I'm a little stuck at the challenge to 'understanding' being "he doesn't know what a hamburger tastes like." I've never eaten headcheese, but I understand the concept of "headcheese," so much so that I'm disgusted by the idea of it and do not plan to ever eat it. The poor man cannot know what a hamburger tastes like because he never had access to any stimulus that would have allowed him to do that (i.e., he never saw or smelled or ate a hamburger). But I agree with you that if he was operating from a compressed translation manual, with associations, say "hamburger" is "food," he would eventually have an understanding that hamburger is a food in the same way "hot dog" is food. Is the proposition just that a machine that leans purely on text cannot know the "non-textual" qualities of an entity that he only knows through texts?
I think there are two points here. First, like you said, there’s an embodied kind of understanding the guy in the room (or a text-only model) just can’t have. He’ll never know what a hamburger tastes like without ever eating one, same as we’ll never know what it’s like to be a bat.

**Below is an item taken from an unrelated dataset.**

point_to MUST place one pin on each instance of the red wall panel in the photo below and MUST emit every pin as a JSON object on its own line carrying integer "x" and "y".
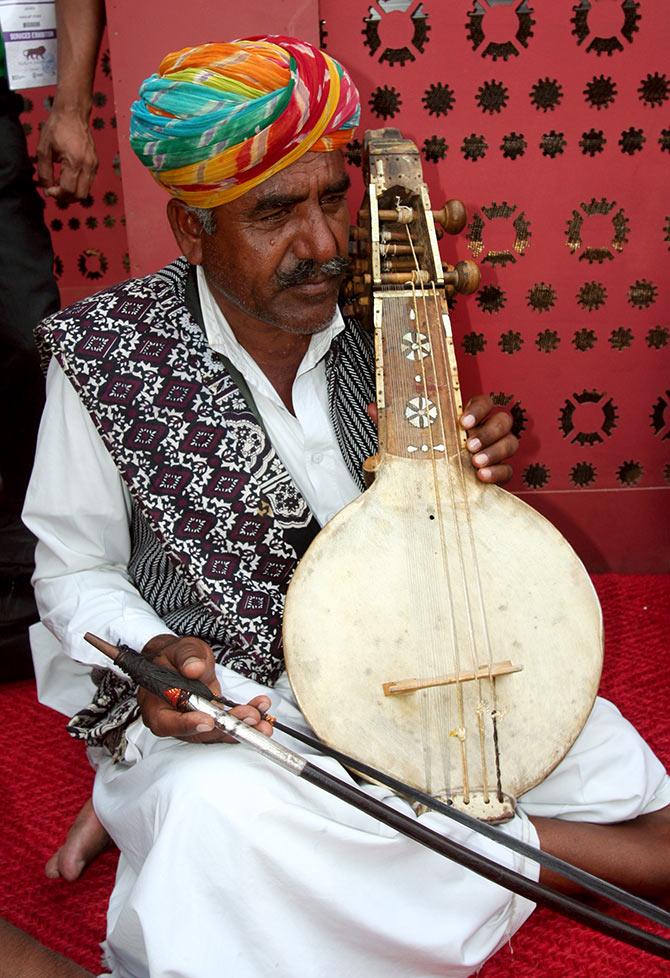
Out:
{"x": 551, "y": 122}
{"x": 89, "y": 238}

But... I don’t think you need that kind of experience to have **some** understanding. Most of what we call “understanding” in everyday life is about patterns and relations, not direct experience. I’ve never eaten headcheese or seen a quark, but I still get what they are through descriptions. So if the man learns compressed rules and starts spotting patterns that let him use words flexibly, I’d say that’s a real (though different) kind of understanding.

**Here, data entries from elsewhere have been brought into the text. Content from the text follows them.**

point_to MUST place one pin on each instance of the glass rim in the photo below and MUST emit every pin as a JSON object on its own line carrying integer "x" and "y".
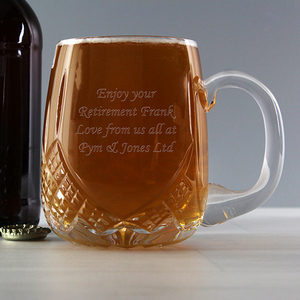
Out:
{"x": 128, "y": 38}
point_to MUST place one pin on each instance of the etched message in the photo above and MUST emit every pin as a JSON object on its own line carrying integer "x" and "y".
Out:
{"x": 105, "y": 133}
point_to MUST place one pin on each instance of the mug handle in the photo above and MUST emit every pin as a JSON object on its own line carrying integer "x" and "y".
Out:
{"x": 224, "y": 204}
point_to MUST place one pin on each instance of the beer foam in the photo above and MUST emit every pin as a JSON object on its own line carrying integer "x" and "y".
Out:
{"x": 126, "y": 39}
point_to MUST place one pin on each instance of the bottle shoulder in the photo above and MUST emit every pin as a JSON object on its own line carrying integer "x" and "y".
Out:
{"x": 18, "y": 23}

I think we're on the same page here. Your text got me thinking about two separate tracks (which are tangential to what you wrote, so no need to directly answer): one comment on compression and an alternative thought experiment.
On compression, the original thought experiment was designed such that the person was following rules mechanically and so every output is a correct statement. Now once you have compression and the person have some discretion in how he's using the rules (because they are compressed), he must also be capable of producing an incorrect statement. The way you laid out the hypo, compression (which I'm assuming is lossy, otherwise we're just changing the manual) is a necessary step for understanding. Does it also mean that any real understanding must come along with the capacity to misunderstand and produced incorrect statements?
And here's an increment to your experiment. In the original version, the man knows English well and has an ordinary understanding of English language and human experience. So he knows what is a hamburger and knows what a hamburger tastes like. What he doesn't know is what's the Chinese word for hamburger at least initially. Now let's take your compression idea. Is there a level of compression at which point the person would recognize some Chinese word as corresponding to a hamburger (even if he is misrecognizing)?
Yes, any understanding must come with the possibility of being incorrect in exactly the same way that all models are wrong.